Il ne le connaît pas, moi si. Comme beaucoup de monde, mon père n'aime pas qu'on le prenne pour un con, surtout que là, je lui ai menti volontairement pendant plus de cinq ans. Je suis peut-être un trouillard, mais j'aimerais m'enfuir. Ce matin au réveil, j'étais motivé à aller lui parler, tout comme il y a encore dix minutes, mais là à vingt mètres de son bureau, c'est plus la même donne. D'ailleurs, heureusement que Théo a accepté de m'accompagner jusqu'à la porte, car sinon j'aurais fait demi-tour depuis longtemps.

― Bon, bah voilà, on y est, dis-je en dévisageant la porte.

― Ouais.

C'est Théo qui tapote et me fait pénétrer dans la pièce quand mon père crie « entrez ! ». Je le fusille du regard quand il lève ses pouces et m'encourage une dernière fois avant de refermer la porte. Je soupire, prends une grande inspiration et marche jusqu'au bureau de mon père.

― Bonjour, papa, le salué-je en m'asseyant sur un des fauteuils.

― Bonjour, fils. Que me vaut ta visite ?

― J'aimerais discuter avec toi.

Il pose son stylo et ferme le dossier sur lequel il bossait.

― Je t'écoute.

Je débute alors un long, très long monologue. Au fil de mon récit, je vois mon père se décomposer. J'avais prévu sa réaction puisqu'elle est logique, c'est pour ça que je ne me démonte pas et poursuis mes explications. Je n'omets aucun détail afin que tous les non-dits ne soient plus qu'un mauvais souvenir et que je reparte du bon pied avec lui. Enfin, dans l'optique qu'il me pardonne pour tout ça, ce qui, à cet instant, n'est pas à l'ordre du jour. À la fin de mon discours, mon père cogne son poing contre l'acajou de son bureau, me faisant sursauter. Son visage est devenu rouge et ses yeux me transpercent.

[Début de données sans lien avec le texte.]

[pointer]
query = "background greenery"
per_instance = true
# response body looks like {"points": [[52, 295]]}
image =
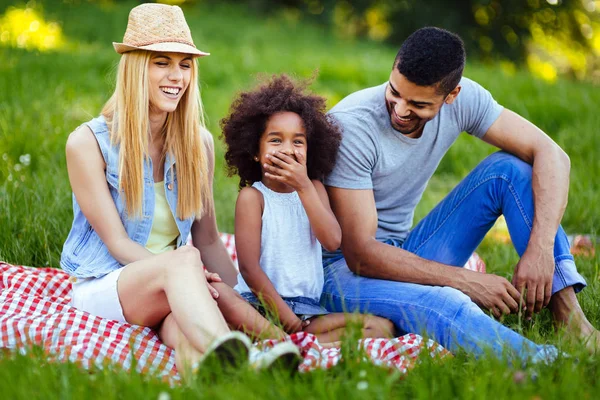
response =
{"points": [[57, 69]]}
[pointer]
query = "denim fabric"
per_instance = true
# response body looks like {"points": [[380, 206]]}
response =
{"points": [[301, 306], [84, 255], [501, 184]]}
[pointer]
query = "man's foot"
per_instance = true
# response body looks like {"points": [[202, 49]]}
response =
{"points": [[568, 314]]}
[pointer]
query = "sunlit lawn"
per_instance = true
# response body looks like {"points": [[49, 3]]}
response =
{"points": [[46, 95]]}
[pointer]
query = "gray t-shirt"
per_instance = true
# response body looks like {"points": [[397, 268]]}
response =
{"points": [[375, 156]]}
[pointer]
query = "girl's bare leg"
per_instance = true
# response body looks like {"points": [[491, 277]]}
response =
{"points": [[331, 327], [240, 315], [172, 284]]}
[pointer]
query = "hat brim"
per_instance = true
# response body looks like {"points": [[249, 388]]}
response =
{"points": [[167, 47]]}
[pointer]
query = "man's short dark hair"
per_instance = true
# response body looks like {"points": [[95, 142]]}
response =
{"points": [[432, 56]]}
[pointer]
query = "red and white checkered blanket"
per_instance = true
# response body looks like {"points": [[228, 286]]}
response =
{"points": [[35, 310]]}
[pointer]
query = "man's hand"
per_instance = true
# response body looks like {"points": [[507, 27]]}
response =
{"points": [[212, 277], [293, 325], [492, 292], [534, 274]]}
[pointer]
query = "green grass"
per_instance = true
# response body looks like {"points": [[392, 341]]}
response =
{"points": [[45, 96]]}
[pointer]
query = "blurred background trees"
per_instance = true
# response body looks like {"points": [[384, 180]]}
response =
{"points": [[552, 37]]}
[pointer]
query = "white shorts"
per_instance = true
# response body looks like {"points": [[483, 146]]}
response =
{"points": [[98, 296]]}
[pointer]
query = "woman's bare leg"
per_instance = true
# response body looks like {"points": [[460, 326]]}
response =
{"points": [[172, 283], [331, 327], [186, 356], [240, 315]]}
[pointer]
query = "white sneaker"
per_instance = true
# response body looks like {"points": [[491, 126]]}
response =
{"points": [[228, 351], [283, 356]]}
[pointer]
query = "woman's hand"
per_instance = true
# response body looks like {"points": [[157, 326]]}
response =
{"points": [[212, 277], [288, 169]]}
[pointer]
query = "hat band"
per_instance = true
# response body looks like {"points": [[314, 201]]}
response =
{"points": [[141, 44]]}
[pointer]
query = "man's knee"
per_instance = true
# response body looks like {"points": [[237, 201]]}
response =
{"points": [[508, 164], [379, 327], [454, 304]]}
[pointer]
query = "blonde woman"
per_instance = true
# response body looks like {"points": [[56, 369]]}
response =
{"points": [[141, 175]]}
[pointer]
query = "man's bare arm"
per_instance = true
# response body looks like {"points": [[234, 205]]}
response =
{"points": [[357, 215]]}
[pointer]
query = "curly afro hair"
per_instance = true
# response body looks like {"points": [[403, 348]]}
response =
{"points": [[432, 56], [247, 121]]}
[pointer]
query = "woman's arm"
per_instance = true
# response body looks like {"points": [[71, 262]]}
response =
{"points": [[205, 234], [248, 224], [86, 168]]}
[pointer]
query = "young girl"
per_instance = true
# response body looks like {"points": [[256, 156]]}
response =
{"points": [[141, 175], [281, 144]]}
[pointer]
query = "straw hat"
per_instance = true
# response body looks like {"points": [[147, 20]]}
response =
{"points": [[158, 27]]}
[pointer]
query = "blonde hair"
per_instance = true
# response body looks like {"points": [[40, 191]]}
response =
{"points": [[127, 117]]}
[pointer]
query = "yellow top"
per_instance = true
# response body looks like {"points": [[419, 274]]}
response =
{"points": [[164, 232]]}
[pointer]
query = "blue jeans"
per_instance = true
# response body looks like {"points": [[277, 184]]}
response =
{"points": [[500, 184]]}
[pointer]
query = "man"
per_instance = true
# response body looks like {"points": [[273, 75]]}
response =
{"points": [[394, 136]]}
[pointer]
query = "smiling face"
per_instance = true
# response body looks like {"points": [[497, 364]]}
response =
{"points": [[284, 132], [169, 76], [410, 106]]}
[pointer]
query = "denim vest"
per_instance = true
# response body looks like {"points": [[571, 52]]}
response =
{"points": [[84, 254]]}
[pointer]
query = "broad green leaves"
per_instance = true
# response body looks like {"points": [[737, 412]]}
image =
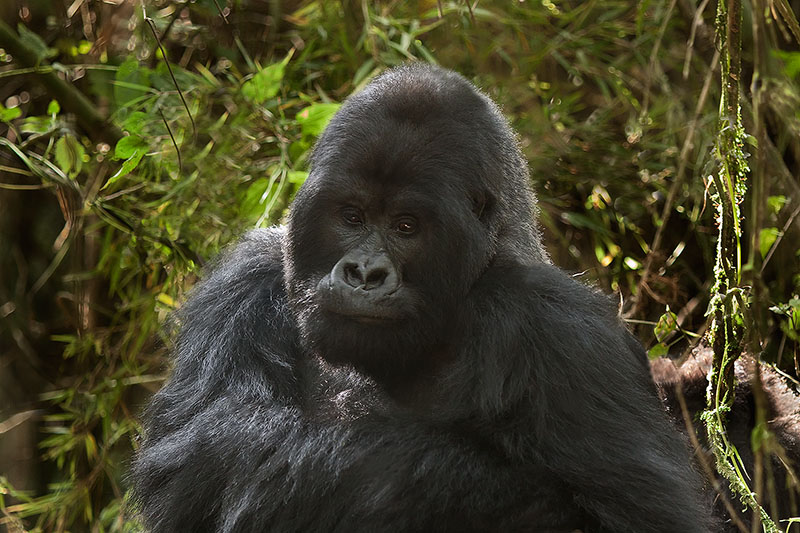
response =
{"points": [[70, 155]]}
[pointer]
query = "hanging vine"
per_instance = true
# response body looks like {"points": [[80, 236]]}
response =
{"points": [[727, 300]]}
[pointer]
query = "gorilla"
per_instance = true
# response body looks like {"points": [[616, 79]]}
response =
{"points": [[403, 357]]}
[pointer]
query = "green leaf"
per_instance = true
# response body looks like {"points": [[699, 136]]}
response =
{"points": [[265, 84], [36, 125], [767, 238], [135, 122], [127, 167], [69, 155], [776, 203], [128, 146], [9, 114], [667, 323], [314, 118], [132, 79]]}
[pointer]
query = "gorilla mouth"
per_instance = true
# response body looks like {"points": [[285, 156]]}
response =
{"points": [[368, 319]]}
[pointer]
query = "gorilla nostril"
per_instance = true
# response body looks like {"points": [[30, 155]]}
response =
{"points": [[375, 278], [352, 275]]}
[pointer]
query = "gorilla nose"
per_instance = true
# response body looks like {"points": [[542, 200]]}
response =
{"points": [[365, 271], [365, 277]]}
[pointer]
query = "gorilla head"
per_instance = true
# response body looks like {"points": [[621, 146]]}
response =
{"points": [[417, 186]]}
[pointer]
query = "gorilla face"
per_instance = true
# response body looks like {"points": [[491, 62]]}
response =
{"points": [[394, 225]]}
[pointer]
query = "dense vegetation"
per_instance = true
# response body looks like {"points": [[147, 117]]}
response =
{"points": [[137, 139]]}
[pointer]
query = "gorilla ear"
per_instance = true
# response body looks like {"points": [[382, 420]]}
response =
{"points": [[482, 203]]}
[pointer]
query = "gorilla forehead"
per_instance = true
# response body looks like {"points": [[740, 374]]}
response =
{"points": [[413, 122]]}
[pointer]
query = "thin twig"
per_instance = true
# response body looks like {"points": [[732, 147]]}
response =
{"points": [[174, 142], [703, 460], [152, 25]]}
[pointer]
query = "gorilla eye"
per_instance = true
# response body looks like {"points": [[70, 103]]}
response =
{"points": [[352, 216], [407, 226]]}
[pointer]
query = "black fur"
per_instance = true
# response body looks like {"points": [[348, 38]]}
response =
{"points": [[469, 386]]}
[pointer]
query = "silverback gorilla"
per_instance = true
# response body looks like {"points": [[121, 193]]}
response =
{"points": [[403, 357]]}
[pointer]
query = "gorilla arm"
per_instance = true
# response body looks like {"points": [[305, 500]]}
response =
{"points": [[554, 359], [236, 440]]}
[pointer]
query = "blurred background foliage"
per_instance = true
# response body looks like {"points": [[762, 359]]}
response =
{"points": [[138, 138]]}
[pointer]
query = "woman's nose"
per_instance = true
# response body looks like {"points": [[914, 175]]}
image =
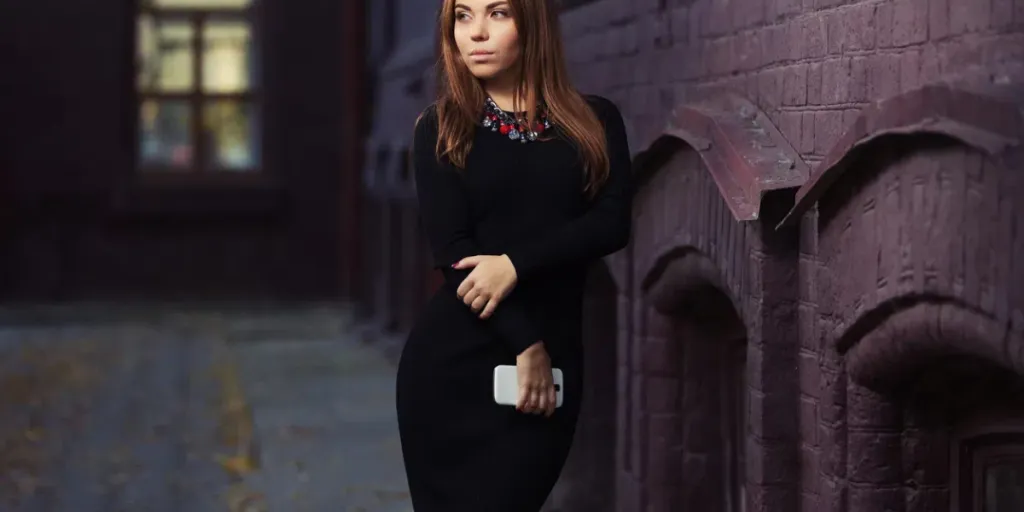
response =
{"points": [[479, 32]]}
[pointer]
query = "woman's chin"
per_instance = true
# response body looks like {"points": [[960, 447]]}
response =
{"points": [[484, 71]]}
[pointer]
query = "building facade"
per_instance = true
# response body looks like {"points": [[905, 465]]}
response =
{"points": [[820, 308], [187, 148]]}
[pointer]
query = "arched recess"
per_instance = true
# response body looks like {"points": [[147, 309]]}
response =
{"points": [[920, 308], [706, 462], [588, 481], [713, 285]]}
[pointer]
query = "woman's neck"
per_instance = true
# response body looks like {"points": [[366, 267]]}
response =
{"points": [[503, 90]]}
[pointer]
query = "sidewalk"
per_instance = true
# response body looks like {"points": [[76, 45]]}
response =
{"points": [[104, 411], [323, 406]]}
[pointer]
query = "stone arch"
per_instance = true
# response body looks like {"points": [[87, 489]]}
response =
{"points": [[588, 481], [915, 304], [695, 347], [883, 350]]}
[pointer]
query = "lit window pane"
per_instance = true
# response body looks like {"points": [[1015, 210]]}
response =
{"points": [[165, 55], [225, 56], [1005, 486], [201, 4], [164, 134], [231, 134]]}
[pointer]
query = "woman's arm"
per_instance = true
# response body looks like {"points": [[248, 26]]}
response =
{"points": [[604, 228], [445, 217]]}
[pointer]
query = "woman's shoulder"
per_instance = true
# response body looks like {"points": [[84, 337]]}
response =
{"points": [[427, 117], [605, 109]]}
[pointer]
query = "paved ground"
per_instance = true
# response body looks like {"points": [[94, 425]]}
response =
{"points": [[324, 406], [110, 409]]}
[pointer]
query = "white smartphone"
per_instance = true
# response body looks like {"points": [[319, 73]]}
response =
{"points": [[507, 385]]}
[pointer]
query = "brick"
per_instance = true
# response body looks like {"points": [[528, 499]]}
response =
{"points": [[827, 127], [883, 76], [665, 432], [774, 39], [679, 25], [926, 456], [664, 394], [747, 51], [910, 22], [969, 16], [771, 89], [938, 19], [795, 85], [771, 463], [870, 410], [786, 7], [858, 80], [872, 498], [809, 470], [814, 80], [884, 25], [810, 375], [837, 33], [749, 13], [807, 133], [836, 81], [816, 39], [797, 40], [833, 449], [849, 117], [790, 126], [859, 27], [929, 61], [926, 500], [1003, 13], [875, 458], [719, 20]]}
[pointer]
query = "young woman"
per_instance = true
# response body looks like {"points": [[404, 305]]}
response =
{"points": [[522, 183]]}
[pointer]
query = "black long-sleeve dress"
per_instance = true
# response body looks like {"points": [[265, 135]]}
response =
{"points": [[463, 453]]}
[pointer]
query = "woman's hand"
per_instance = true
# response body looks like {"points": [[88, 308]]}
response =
{"points": [[492, 280], [537, 384]]}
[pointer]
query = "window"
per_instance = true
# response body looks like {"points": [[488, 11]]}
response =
{"points": [[991, 474], [733, 396], [571, 4], [198, 111]]}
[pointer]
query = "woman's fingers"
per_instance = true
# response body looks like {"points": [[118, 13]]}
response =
{"points": [[478, 303], [552, 399], [488, 309]]}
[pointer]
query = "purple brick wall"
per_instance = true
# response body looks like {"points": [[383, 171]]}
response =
{"points": [[904, 258], [817, 439]]}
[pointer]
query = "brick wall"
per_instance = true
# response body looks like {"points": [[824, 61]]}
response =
{"points": [[810, 65], [816, 438]]}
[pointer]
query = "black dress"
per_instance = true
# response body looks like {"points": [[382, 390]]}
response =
{"points": [[463, 453]]}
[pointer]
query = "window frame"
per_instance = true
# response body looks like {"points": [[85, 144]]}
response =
{"points": [[982, 440], [200, 171]]}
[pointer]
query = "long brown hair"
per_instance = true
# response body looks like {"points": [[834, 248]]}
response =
{"points": [[544, 75]]}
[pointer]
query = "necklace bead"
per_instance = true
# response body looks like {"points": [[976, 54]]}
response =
{"points": [[516, 129]]}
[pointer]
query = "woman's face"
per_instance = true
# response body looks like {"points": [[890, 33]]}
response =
{"points": [[485, 35]]}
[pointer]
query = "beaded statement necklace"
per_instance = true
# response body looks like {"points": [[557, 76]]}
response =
{"points": [[499, 120]]}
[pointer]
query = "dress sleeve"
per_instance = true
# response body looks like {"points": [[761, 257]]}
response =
{"points": [[604, 227], [445, 217]]}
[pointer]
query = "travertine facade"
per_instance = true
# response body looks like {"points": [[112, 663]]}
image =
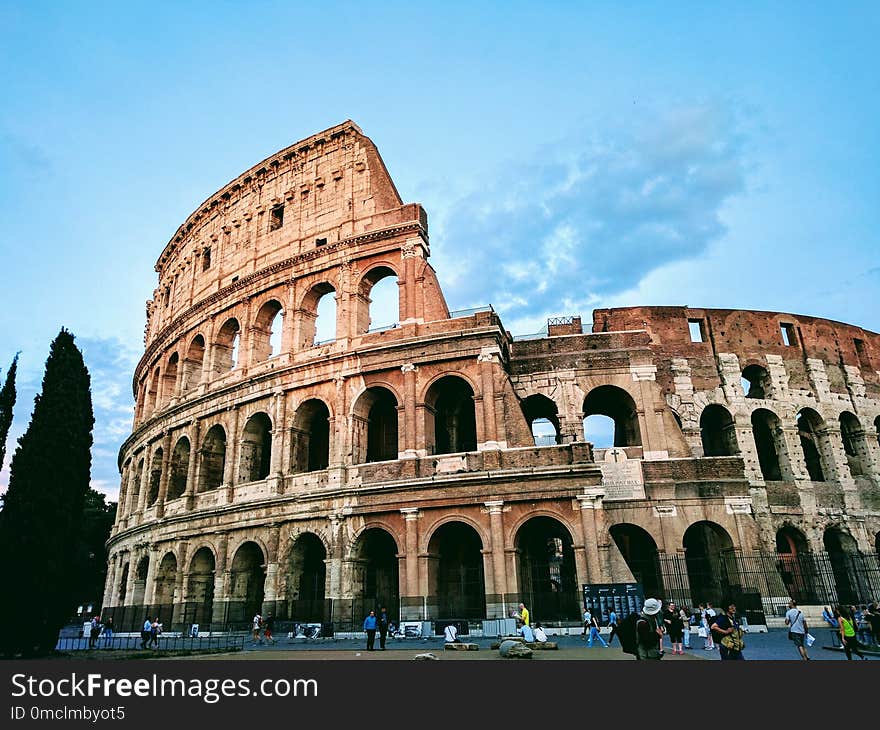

Je me prépare mentalement à subir la plus grosse remontée de bretelles de tous les temps. 

― Lucas, Raphaël, Gaspard Beauvois, est-ce que tu te rends compte de ce que tu viens de dire ? hurle mon père. Tu me mets sur le fait accompli, m'as menti sur tes études, m'as fait croire pendant des années des choses et en plus, tu as même falsifié des bulletins pour augmenter ton mensonge. Tu aurais pu venir me parler bien avant aujourd'hui ! Lors de ton inscription en fac, par exemple !  Pourquoi tu ne l'as pas fait ? Je ne suis pas un tyran, je ne t'es même jamais puni avec mes mains. Ce n'est pas croyable...

Je n'en mène pas large, loin de là.

― Je te l'ai dit : j'ai essayé de te parler une ou deux fois, même maman. Mais à chaque fois, tu n'écoutais pas. Inconsciemment, tu n'avais que mon futur poste en bouche avec des étoiles plein les yeux et j'en passe.

Mon père fait une mimique comme pour dire « tu as raison ».

― Je confesse que je n'étais pas très ouvert sur le sujet, avoue-t-il. Ce palace est dans la famille depuis quasiment un siècle et j'étais obnubilé par ma succession. Peut-être qu'au fond de moi, je savais que tu n'étais pas fait pour ça, mais je refusais de le voir. Je suis désolé, fils. J'ai raté mon devoir de père sur ce point-là.

―J't'en veux pas, papa. Et c'est clairement pas moi qui vais te jeter la première pierre.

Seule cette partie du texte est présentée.